Heatwaves are a part of summer we’ve come to expect. While we all enjoy the warm weather, heatwaves are often a bit too much. They’re inconvenient, change our plans, inflate our electricity bills, close schools and other public facilities, and generally make us uncomfortable or ill.
The irksome nature of heatwaves can’t let us forget that they’re also dangerous weather events. With this in mind, how can we mitigate the impacts of heatwaves on both the individual and collective levels?
Understanding Heatwaves
Extreme heat can be an unexpected threat. Exposure to excessive heat can cause:
- Heat cramps (painful, involuntary muscle spasms)
- Exhaustion (the body’s response to an excessive loss of water and salt, usually through excessive sweating)
- Stroke (loss of temperature control, inability to cool down, and lack of sweating despite high temperature).
Hydration is critical to beating the heat. Individuals, and especially the elderly, should also avoid strenuous activities. Cool spaces with air conditioning, either homes or a public places like malls and local libraries, make for a great get away.
Getting this information out to residents is a job for towns and their local leaders. Residents should be educated on symptoms of and treatments for heat-related illnesses.
The National Weather Service will issue a heat advisories when necessary, but local authorities should also communicate with their citizens. Awareness is the best mitigation strategy, so authorities should also issue public statements through the duration of the heatwave, stating when the heat and humidity reach a certain level, and revealing what resources are available to the public.
Residents should also prepare their homes for rising temperatures. Keeping an energy efficient home will minimize electricity during the event. A single home’s reduced energy use may seem small, but conservative energy use will reduce the strain on the power grid in aggregate. Less strain on the grid will help get the power needed to maintain a cool environment into every home and building connected to the lines.

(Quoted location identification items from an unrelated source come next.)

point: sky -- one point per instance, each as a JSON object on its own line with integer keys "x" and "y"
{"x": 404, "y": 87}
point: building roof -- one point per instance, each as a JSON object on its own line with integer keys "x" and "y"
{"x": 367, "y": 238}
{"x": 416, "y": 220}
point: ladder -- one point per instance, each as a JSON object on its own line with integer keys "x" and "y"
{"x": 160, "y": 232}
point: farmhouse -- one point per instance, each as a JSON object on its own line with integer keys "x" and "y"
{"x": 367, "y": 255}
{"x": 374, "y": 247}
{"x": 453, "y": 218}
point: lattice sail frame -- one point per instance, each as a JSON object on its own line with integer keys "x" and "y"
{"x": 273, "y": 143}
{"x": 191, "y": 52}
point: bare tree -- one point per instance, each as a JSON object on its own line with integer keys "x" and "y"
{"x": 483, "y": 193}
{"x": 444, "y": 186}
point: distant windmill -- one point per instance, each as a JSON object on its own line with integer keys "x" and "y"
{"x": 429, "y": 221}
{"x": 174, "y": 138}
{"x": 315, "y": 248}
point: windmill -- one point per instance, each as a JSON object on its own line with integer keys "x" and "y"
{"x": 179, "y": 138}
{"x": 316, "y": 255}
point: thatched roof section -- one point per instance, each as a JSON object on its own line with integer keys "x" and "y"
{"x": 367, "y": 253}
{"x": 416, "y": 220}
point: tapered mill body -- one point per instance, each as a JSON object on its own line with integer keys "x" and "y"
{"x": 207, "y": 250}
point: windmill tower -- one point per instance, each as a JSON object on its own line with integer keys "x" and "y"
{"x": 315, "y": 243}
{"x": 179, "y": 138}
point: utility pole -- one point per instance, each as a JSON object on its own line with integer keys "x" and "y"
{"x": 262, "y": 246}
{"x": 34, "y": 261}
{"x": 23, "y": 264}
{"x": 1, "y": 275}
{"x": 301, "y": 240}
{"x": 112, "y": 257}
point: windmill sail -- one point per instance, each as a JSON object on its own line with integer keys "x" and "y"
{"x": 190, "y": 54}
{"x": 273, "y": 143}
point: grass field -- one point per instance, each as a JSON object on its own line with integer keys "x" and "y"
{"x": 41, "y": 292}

Heatwave and Shelter Management
Towns also shoulder the needs of the less fortunate members of their communities, including the homeless. Officials should spin up public cooling for anyone to use.
A lot of logistics goes into creating cooling spaces. Not only do towns need to find an easily accessible public space, they have to make the space habitable for residents. Basic furniture, sufficient personal space, simple meals, and water all need to be worked into any cooling center’s operations. Towns and their EOCs, especially those in heatwave-prone regions, should build plans that establish these centers to guarantee the space is available for the duration of heatwaves.
There are a few essential components to heatwave shelter plans. First, a plan should contain all the contacts and EOC and its stakeholder need to make the center possible. That list should include town officials, communication experts, logistics owners, and vendors and other service providers within the town.
Heatwaves also demand a lot of coordination between emergency managers various community leaders. Local health departments, senior citizen coordinators, and social services all handle vulnerable populations, and their inclusion in the process is a must.
The second must-have is communication infrastructure, as it plays a big role in both the planning and activation stages. Virtual planning breaks barriers and allows all stakeholders to work on plans from anywhere as they complete other duties.
As the shelter opens up and starts serving residents in need, administrators and other staff can use the communication space to coordinate operations and share developments. Doing this creates situational awareness throughout the response and allows local leaders to expand or shrink the operations as needed.
Lastly, a digital platform simplifies the maintenance of plans during the colder periods of the year. All EOC members and stakeholders can take a look back through their operations, identify corrective actions, and implement solutions to those issues before the next season presents its familiar challenges.
Mass notifications make are an additional tool EOCs and towns should work into their shelter management process when heatwaves hit. While news and other communication methods can feed information to the public, mass notification for the response team will put the latest information in front of the eyes that need to see it.
Digital programs can also track centers and cooling spaces in real-time. Veoci, for example, shows emergency managers the specifics of shelter locations as operations progress: the capacity, when spaces will open up, and what resources a location has available. Emergency managers and other officials can selectively expose this information to the public to direct residents to less stressed locations.
Staying Cool
Heatwaves may feel like one of the more harmless weather events we experience, but that perception isn’t true. These events can lead to widespread illness, power outages, and generally unsafe conditions, especially for the most vulnerable. Digital programs can help at every step in the response process, from high level coordination to basic communication with the public, making these weather events easier to handle.